Three or four inches long, they traveled through the upper layer of earth (only a few inches deep) by swallowing the dirt in front of them and moving forward, letting it pass through their bodies out the other end. You could tell where they had passed because the dirt was more crumbly, and it consisted of cylindrical segments the size of what would have exited a worm's body. The earthworms tilled the soil!

Today I was driving and I wished I had a camera. There was a huge elegant ad for Rolex watches with a large image of a gleaming watch. Above the watch, perched on the structure of the billboard, were 7 pigeons, and something about the homey little birds and the giant fancy watch amused me.

I had the radio on, picking up a Baton Rouge station playing 'classic oldies'. I passed a restaurant with a flashing electronic sign advertising their menu and specials and oops, a large Halloween bat appeared on the sign, flashing off and on to the rhythm of the song playing in the car: 'Another One Bites the Dust'.

I was almost home when somehow I got to thinking about beehives. Not the residences for bees, and not the musical, but the hairstyle popular in the late 1950s, early 1960s. You held a strand of hair by its tip, and with a comb, you 'teased' or 'ratted' it into an airy nest, which you shaped like a beehive and held in place with bobby pins and lots and lots of sticky hairspray. They made a person look like a conehead (aliens popularized on Saturday Night Live a decade or two later). I remember a girl just out of high school getting into a vehicle, and the top of her beehive squashing against the ceiling of the car. As a little kid, I was impressed, but not envious.

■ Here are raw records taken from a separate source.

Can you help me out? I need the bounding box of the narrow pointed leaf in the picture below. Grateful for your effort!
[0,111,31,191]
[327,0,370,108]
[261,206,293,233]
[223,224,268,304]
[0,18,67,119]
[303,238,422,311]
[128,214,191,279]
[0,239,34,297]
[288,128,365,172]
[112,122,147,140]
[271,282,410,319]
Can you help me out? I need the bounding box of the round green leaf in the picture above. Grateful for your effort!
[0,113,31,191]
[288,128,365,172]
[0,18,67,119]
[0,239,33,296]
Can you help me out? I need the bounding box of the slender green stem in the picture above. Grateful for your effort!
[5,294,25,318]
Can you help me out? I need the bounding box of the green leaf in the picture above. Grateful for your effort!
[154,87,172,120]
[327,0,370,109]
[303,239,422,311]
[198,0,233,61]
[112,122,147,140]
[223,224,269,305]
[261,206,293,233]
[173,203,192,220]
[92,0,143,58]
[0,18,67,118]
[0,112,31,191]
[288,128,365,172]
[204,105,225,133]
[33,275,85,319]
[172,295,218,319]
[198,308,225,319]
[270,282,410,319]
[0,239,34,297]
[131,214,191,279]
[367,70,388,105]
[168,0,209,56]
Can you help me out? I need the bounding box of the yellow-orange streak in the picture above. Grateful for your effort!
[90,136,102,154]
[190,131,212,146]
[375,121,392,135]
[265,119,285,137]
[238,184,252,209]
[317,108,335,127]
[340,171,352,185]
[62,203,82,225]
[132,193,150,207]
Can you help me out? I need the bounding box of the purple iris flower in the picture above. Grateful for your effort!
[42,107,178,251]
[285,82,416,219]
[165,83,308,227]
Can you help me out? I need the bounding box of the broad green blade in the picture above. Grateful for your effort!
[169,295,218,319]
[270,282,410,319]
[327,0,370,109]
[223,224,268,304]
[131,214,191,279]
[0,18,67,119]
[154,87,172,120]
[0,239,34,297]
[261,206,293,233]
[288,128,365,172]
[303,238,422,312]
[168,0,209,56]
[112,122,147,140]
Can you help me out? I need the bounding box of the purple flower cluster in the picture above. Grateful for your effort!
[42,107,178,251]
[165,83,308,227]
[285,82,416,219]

Wednesday, October 30, 2013

The grasshoppers in our yard in Louisiana in the 1960s were a cheerful shade of green, and were about an inch long max. They were easy to catch in our hands, did no harm, and seemed happy and unresentful when released. Kids who were scared of most insects tended not to be afraid of the gentle little grasshoppers.

The grasshoppers in our yard in the 1990s in central Texas were a pale brown with handsome, geometric looking markings in darker colors. What hind legs they had! - and I think they had compact wings. The Texas grasshoppers were at least 2 inches long, had a harder exoskeleton, and when the lawnmower came through the native grasses, they flew up into the air a few feet, to sail out of harm's way. The ones that were damaged or did not survive were quickly consumed by mockingbirds. I'm guessing grasshoppers were a significant source of nutrition for many birds, such as robins and roadrunners.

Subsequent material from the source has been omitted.